Welcome to sports, where it’s not a matter of if the injuries will happen, it’s a matter of when. The coaches say they understand and just want your child to get better, but at the end of the day, it’s all about the playing time, right? Well, sort of.
First let me date myself and build a bit of credibility for you… I was that athlete. I played competitive soccer – high school, club and an Olympic Development Program – and when Achilles tendonitis began to set in, with pops and clicks accompanying every step I made, I was devastated. I get it, and it’s why I’ve made it my life’s work to help athletes through just this issue.
We all understand – parents, athletes, coaches – the hours that go into being part of a sports team. With weekends filled with signup fees, tryouts, uniforms, travel fees, and professional training; young athletes can become quite the investment. Oh – and the shoes…don’t forget about the shoes.
And those are just the parental pressures. Your young athlete faces tryouts, cuts, pressure to maintain starting position, cliques, practice, missed school days and homework make-ups. But once it’s all said and done, if your kid makes the team or gets a starting spot, the victory dance in the living room makes it all worth it, am I right?
But the reality is that more playing time can also mean more injury risk. And if you’re faced with an injury, the hard part has really just begun. So, now what do we do? If your child cannot walk or put weight on their leg within a few hours after the injury, schedule an appointment with his/her doctor. In most cases, once the emotions and nerves are calmed, your child should be able to start moving around.

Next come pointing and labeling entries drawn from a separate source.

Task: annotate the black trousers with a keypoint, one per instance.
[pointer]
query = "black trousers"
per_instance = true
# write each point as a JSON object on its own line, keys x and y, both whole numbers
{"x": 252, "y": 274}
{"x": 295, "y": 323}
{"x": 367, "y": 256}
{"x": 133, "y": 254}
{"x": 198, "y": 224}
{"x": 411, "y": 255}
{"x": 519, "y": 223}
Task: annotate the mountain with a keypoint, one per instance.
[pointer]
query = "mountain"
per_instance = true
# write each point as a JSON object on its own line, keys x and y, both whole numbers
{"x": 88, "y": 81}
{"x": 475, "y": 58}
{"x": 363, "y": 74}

In this case, an ACE wrap and ice will help control the swelling and some of the pain. The use of anti-inflammatories can be used as instructed on the bottle.
Next, take a deep breath, both of you, and rest for at least 24 hours. (I mean this literally…as in, sit comfortably, sleep, eat natural, nutritious foods and drink plenty of liquids.). This will allow all the super scientific healing processes to do their job.

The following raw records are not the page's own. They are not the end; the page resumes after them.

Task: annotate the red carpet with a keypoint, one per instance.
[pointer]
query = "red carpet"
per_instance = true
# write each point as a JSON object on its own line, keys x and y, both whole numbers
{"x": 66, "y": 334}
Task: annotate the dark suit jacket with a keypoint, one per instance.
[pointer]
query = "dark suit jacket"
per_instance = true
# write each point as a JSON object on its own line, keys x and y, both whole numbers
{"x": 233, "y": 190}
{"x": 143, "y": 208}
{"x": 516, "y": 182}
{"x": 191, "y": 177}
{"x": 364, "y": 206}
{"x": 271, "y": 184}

Third, identify what CAN be done, and do it. Identify pain-free range of motion and activities and work within those movements and motions. A small amount of pain is okay, but it shouldn’t bring on the water works. (A quick pearl of wisdom: I find that once we identify and focus on what can be done, athletes stay mentally engaged.) Continue to gradually increase motion and activities until full motion is reached, and then work to regain muscular strength and endurance.

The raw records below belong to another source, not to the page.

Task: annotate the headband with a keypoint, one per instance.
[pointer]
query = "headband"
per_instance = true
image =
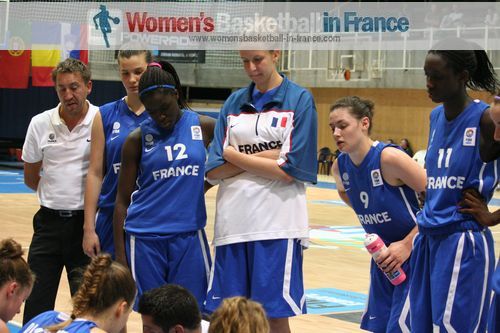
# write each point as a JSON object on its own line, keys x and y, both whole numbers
{"x": 154, "y": 64}
{"x": 156, "y": 86}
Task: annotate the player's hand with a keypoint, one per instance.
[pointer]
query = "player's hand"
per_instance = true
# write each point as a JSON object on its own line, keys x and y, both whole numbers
{"x": 90, "y": 244}
{"x": 229, "y": 151}
{"x": 396, "y": 254}
{"x": 473, "y": 203}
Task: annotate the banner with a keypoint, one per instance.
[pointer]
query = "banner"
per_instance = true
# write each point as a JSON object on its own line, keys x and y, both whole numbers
{"x": 269, "y": 25}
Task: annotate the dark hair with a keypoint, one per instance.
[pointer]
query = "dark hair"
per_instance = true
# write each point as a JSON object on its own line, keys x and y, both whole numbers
{"x": 359, "y": 108}
{"x": 166, "y": 74}
{"x": 171, "y": 305}
{"x": 239, "y": 315}
{"x": 13, "y": 267}
{"x": 71, "y": 65}
{"x": 104, "y": 283}
{"x": 471, "y": 58}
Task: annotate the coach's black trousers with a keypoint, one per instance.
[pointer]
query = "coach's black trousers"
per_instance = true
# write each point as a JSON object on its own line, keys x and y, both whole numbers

Additionally, it’s important to keep moving and training parts of the body that aren’t injured. If the knee is injured, work on the core and upper body (and vice-versa). Instructors should be able to provide options for all exercises, including cardio and warm ups. (Another pearl: keep your child engaged and make them go to practice.) By going to practice and participating in what can be done, step four comes naturally.
Step four is getting back to a pre-injury state. Again, this happens gradually, and every athlete is different. The use of topical gels can help provide both a physiologic and mental Band-Aid. Because we all want to provide something to help, the use of braces can be very effective, but be sure to speak with someone who knows what they are talking about to ensure the correct fit.
In most non-surgical cases athletes should be back to activity within two weeks. If there is numbness or tingling in the fingers or toes, obvious deformity, and/or no progress being made, schedule a doctor’s appointment. Most importantly, find out what is working and use measureable and attainable goals. (A final pearl: don’t put specific times or dates on recovery. This can lead to disappointment.) Before you know it, your young athlete will be back in the game, and you’ll be back to doing what you do best – cheering him/her on from the sidelines.